2.1  Introduction of Induction Motor Fault This section briefly summarizes motor fault conditions and their cause, especially for the induction motor. The eccentricity related faults, broken rotor bar faults, bearing faults, and stator faults, which account for more than 90% of overall induction motor failures, are considered [1–3]. 2.1.1  Bearing Faults Bearing faults account for more than 40% of all electric motor failures [5–7]. Most of the bearings in industrial facilities run under nonideal conditions and are subject to fatigue, ambient mechanical vibration, overloading, misalignment, contamination, current fluting, corrosion, and wrong lubrication. These nonideal conditions start as marginal defects that spread and propagate on the inner raceway, outer raceways, and rolling elements (see Figure 2.1).

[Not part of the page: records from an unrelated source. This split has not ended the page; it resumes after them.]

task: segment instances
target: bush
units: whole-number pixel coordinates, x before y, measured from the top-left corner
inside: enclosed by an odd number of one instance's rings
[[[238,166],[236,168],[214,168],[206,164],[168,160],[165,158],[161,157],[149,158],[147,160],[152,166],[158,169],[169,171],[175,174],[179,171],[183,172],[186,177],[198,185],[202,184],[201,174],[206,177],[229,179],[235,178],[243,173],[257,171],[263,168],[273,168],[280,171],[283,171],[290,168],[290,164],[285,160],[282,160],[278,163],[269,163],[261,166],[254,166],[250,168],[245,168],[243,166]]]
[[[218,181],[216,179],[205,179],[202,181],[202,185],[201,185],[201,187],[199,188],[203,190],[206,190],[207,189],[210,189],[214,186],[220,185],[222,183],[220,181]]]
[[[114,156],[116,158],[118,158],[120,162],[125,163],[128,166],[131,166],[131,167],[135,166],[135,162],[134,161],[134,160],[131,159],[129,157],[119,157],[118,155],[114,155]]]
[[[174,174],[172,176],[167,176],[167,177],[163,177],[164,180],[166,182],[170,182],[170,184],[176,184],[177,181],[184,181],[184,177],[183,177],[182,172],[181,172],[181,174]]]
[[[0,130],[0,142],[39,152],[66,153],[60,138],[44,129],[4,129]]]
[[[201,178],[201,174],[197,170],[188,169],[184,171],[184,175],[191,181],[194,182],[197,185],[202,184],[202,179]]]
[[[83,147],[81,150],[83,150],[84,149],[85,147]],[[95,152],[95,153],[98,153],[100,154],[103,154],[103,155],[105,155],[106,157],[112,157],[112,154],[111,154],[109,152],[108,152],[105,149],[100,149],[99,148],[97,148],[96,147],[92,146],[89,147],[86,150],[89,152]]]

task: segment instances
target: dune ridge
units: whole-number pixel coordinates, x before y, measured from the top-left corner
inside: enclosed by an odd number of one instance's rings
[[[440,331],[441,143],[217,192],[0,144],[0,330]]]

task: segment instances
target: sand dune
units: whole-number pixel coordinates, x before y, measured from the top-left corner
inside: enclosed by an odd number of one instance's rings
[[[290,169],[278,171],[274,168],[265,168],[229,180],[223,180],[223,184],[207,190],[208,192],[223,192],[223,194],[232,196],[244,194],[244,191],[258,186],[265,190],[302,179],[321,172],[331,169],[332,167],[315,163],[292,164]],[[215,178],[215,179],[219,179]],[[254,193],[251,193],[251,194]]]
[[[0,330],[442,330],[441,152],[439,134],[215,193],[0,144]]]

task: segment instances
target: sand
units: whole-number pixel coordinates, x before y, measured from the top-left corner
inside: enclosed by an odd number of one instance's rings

After a while the defect becomes significant and generates mechanical vibration causing acoustic noise. Basically, bearing faults can be classified as outer raceway, inner raceway, ball defect, and cage defect, which are the main sources of machine vibration. These mechanical vibrations in the air gap due to bearing faults can be considered as slight rotor displacements, which result in instant eccentricities. Therefore, the basic fault signature frequency equation of line current due to bearing defects is adopted from eccentricity literature [10]. Mechanical vibration, infrared or thermal, and acoustic analyses are some of the commonly used predictive maintenance methods to monitor the health of the bearings to prevent motor failures.